X-ray polarisation signatures in bombarded magnetar atmospheres

TL;DR

This paper models the X-ray polarization signatures of magnetar atmospheres affected by magnetospheric particle bombardment, revealing how energy deposition influences polarization degree and comparing predictions with IXPE observations.

Contribution

It introduces radiative transfer solutions for bombarded magnetar atmospheres, highlighting the impact of energy deposition on polarization properties and providing a framework for observational comparison.

Findings

Polarization degree is reduced by atmospheric bombardment.

Increasing crustal heat flow enhances polarization at higher energies.

Model predictions align with recent IXPE magnetar observations.

Abstract

Magnetars are neutron stars that host huge, complex magnetic fields which require supporting currents to flow along the closed field lines. This makes magnetar atmospheres different from those of passively cooling neutron stars because of the heat deposited by backflowing charges impinging on the star surface layers. This particle bombardment is expected to imprint the spectral and, even more, the polarisation properties of the emitted thermal radiation. We present solutions for the radiative transfer problem for bombarded plane-parallel atmospheres in the high magnetic field regime. The temperature profile is assumed a priori, and selected in such a way to reflect the varying rate of energy deposition in the slab (from the impinging currents and/or from the cooling crust).

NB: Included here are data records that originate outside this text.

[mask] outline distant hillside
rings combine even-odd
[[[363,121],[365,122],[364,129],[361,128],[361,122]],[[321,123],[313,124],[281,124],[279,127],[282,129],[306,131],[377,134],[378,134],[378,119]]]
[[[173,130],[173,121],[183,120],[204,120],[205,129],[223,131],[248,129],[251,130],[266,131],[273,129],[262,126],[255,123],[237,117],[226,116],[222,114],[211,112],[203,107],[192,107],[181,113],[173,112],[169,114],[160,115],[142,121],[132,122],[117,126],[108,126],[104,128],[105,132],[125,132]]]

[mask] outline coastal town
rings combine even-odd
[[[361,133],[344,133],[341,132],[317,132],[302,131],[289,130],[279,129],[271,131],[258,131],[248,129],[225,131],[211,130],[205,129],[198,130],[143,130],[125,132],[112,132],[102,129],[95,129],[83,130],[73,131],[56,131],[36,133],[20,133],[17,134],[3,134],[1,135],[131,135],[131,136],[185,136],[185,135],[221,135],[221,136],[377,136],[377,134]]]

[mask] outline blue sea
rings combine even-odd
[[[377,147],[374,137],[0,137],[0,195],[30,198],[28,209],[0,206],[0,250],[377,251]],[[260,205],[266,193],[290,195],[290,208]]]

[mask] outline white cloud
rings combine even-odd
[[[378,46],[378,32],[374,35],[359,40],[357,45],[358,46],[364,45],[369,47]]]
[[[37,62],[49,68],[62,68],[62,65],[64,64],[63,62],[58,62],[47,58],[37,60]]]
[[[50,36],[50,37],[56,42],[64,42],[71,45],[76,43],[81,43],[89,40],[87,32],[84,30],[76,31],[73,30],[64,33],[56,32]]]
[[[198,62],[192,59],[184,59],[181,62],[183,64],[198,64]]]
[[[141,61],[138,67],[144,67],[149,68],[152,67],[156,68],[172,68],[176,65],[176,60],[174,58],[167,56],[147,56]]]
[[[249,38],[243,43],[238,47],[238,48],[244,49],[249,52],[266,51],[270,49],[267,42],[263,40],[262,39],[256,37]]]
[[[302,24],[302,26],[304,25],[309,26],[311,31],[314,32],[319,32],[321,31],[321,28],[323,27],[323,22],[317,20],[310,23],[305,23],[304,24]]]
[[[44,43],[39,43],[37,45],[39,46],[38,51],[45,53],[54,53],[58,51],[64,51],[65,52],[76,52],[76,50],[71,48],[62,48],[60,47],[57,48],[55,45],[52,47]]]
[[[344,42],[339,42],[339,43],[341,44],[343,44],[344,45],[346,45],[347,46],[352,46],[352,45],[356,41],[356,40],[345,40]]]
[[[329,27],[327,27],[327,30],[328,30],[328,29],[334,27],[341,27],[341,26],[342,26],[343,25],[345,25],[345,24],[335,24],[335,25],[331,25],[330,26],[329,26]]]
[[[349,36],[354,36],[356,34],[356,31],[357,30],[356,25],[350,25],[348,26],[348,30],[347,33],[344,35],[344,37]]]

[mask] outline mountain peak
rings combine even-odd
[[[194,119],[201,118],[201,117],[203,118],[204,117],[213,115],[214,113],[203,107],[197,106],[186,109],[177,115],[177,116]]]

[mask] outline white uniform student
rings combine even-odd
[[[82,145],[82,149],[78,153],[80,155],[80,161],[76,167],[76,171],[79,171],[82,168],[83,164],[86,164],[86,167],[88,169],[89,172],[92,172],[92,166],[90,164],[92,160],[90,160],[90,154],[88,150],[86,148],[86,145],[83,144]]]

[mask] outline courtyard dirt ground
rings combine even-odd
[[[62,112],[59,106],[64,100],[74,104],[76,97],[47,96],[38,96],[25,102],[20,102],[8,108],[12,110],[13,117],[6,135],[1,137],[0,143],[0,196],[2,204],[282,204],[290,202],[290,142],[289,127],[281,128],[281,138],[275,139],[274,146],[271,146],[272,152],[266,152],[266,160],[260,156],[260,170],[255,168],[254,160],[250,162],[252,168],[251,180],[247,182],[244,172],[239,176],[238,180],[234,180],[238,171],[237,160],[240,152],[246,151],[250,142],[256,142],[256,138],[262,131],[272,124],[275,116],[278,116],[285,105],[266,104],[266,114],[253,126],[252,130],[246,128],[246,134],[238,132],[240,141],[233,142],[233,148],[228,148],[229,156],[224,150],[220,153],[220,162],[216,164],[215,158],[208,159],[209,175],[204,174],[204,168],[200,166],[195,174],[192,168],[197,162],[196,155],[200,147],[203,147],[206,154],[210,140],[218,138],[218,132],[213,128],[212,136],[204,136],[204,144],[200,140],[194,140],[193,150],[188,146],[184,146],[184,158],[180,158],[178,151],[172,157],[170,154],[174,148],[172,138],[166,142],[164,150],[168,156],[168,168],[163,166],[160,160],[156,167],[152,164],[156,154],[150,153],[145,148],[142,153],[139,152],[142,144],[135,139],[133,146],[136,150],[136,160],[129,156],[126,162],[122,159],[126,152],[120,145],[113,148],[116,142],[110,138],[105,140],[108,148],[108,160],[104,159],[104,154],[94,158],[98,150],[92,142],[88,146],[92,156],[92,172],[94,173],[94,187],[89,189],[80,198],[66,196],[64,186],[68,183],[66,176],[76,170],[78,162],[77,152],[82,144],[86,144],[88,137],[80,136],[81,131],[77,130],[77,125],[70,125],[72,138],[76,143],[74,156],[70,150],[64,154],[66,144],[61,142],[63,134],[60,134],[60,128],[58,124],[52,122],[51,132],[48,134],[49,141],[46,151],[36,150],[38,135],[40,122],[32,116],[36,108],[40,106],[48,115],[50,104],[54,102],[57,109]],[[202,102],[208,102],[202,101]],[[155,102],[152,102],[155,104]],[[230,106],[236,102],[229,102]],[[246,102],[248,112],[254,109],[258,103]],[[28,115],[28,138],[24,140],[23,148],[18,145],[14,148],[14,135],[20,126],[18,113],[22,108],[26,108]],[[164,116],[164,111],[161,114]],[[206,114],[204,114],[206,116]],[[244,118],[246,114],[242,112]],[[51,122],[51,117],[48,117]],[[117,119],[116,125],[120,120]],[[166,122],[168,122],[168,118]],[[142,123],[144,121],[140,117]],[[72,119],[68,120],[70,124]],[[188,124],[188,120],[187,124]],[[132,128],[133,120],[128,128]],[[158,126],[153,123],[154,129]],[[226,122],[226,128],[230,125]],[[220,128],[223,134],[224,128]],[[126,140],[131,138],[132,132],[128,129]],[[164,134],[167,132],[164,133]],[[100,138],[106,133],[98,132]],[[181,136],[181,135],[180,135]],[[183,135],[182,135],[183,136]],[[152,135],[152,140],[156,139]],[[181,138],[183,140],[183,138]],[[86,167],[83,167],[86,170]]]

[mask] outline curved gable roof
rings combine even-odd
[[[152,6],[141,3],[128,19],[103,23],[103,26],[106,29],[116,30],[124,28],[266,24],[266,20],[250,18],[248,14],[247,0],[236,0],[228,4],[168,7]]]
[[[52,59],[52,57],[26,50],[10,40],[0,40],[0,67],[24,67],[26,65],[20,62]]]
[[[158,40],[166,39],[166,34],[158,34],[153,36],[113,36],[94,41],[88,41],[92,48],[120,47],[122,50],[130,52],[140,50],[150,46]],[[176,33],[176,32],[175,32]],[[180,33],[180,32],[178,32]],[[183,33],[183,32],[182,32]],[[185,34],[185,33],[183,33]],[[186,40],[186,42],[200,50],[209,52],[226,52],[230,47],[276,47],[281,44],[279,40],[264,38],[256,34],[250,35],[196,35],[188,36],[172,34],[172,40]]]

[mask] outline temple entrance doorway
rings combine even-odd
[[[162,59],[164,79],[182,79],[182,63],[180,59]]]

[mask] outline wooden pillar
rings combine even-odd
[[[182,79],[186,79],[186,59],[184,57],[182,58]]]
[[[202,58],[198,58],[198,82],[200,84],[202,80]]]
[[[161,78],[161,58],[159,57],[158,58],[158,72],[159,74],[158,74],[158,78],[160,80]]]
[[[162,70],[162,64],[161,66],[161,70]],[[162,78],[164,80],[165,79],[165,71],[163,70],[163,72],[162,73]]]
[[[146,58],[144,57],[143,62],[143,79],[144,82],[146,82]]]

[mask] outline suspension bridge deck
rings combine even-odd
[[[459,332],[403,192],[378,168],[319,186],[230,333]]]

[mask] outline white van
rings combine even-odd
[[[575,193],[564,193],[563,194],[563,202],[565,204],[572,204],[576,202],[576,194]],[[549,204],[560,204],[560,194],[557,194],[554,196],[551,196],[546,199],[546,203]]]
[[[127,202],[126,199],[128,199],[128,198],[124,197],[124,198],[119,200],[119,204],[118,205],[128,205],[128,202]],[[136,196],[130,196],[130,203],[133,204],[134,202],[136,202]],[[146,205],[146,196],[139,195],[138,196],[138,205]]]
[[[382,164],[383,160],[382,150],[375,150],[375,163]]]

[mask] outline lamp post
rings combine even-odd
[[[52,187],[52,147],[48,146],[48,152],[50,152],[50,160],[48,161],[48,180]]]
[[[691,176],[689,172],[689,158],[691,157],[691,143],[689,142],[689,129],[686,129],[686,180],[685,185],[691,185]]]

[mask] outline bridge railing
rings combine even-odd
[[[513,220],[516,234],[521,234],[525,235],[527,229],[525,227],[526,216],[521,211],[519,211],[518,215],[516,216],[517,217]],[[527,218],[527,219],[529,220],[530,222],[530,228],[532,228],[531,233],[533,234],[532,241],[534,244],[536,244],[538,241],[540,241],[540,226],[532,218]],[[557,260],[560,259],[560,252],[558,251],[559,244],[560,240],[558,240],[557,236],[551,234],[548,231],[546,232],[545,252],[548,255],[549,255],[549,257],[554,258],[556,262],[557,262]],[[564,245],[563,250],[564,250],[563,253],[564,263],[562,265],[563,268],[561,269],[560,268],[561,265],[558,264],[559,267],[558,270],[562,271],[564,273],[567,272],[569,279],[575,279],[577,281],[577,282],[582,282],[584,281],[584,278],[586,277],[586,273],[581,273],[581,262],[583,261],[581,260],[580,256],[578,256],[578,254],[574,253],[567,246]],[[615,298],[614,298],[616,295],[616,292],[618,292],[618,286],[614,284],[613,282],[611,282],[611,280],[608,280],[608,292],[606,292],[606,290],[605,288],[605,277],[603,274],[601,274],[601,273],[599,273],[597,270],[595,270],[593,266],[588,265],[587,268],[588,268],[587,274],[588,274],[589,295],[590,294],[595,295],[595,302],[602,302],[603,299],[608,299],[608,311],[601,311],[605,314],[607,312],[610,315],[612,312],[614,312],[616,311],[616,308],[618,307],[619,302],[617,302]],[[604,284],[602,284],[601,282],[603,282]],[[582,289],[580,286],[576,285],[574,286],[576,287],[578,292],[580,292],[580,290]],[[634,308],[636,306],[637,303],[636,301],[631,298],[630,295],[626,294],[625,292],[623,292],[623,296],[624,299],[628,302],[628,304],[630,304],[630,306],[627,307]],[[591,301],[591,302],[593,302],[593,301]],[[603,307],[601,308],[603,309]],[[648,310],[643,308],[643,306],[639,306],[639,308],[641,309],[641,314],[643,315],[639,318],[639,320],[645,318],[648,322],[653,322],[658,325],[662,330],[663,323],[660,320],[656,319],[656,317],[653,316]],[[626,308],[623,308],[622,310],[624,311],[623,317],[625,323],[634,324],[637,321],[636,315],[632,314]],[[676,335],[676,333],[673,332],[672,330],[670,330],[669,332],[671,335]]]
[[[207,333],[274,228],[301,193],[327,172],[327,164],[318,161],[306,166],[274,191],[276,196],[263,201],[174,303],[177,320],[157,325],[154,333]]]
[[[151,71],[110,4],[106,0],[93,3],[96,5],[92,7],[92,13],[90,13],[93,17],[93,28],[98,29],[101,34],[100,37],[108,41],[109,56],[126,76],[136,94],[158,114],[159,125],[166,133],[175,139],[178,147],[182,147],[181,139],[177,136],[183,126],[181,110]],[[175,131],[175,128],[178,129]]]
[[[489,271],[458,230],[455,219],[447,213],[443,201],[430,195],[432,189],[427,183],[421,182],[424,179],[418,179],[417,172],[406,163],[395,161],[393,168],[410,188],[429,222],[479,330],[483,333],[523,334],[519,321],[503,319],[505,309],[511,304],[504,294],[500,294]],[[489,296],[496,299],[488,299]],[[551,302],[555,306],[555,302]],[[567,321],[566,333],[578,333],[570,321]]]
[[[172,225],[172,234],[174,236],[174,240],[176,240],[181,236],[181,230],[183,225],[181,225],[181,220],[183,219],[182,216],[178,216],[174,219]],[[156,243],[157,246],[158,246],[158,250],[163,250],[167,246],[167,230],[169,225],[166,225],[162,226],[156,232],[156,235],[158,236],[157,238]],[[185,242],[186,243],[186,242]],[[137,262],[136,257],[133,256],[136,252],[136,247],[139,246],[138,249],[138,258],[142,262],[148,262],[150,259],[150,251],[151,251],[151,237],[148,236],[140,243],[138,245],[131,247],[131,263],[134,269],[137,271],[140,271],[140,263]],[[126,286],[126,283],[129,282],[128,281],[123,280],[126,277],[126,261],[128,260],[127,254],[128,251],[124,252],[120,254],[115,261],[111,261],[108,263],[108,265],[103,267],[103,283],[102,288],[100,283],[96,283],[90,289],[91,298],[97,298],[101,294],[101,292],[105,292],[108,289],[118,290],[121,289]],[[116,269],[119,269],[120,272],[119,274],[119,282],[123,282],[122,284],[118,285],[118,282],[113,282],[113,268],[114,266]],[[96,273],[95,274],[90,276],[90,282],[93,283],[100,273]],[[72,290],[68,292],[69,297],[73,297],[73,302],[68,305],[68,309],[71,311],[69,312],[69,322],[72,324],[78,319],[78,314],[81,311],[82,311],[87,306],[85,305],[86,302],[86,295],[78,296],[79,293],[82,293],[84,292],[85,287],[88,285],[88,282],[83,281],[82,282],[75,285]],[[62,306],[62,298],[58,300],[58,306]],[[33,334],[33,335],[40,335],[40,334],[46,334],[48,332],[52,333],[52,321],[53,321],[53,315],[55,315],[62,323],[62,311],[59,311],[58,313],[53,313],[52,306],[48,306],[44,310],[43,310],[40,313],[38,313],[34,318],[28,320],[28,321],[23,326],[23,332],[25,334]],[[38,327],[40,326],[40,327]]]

We find that thermal X-ray emission powered entirely by the energy released in the atmosphere by the magnetospheric back-bombardment is linearly polarised and X-mode dominated, but its polarisation degree is significantly reduced (down to $10-50\%$) when compared with that expected from a standard atmosphere heated only from the cooling crust below. By increasing the fraction of heat flowing in from the crust the polarisation degree of the emergent radiation increases, first at higher energies ($\sim 10$ keV) and then in the entire soft X-ray band. We use our models inside a ray-tracing code to derive the expected emission properties as measured by a distant observer and compare our results with recent IXPE observations of magnetar sources.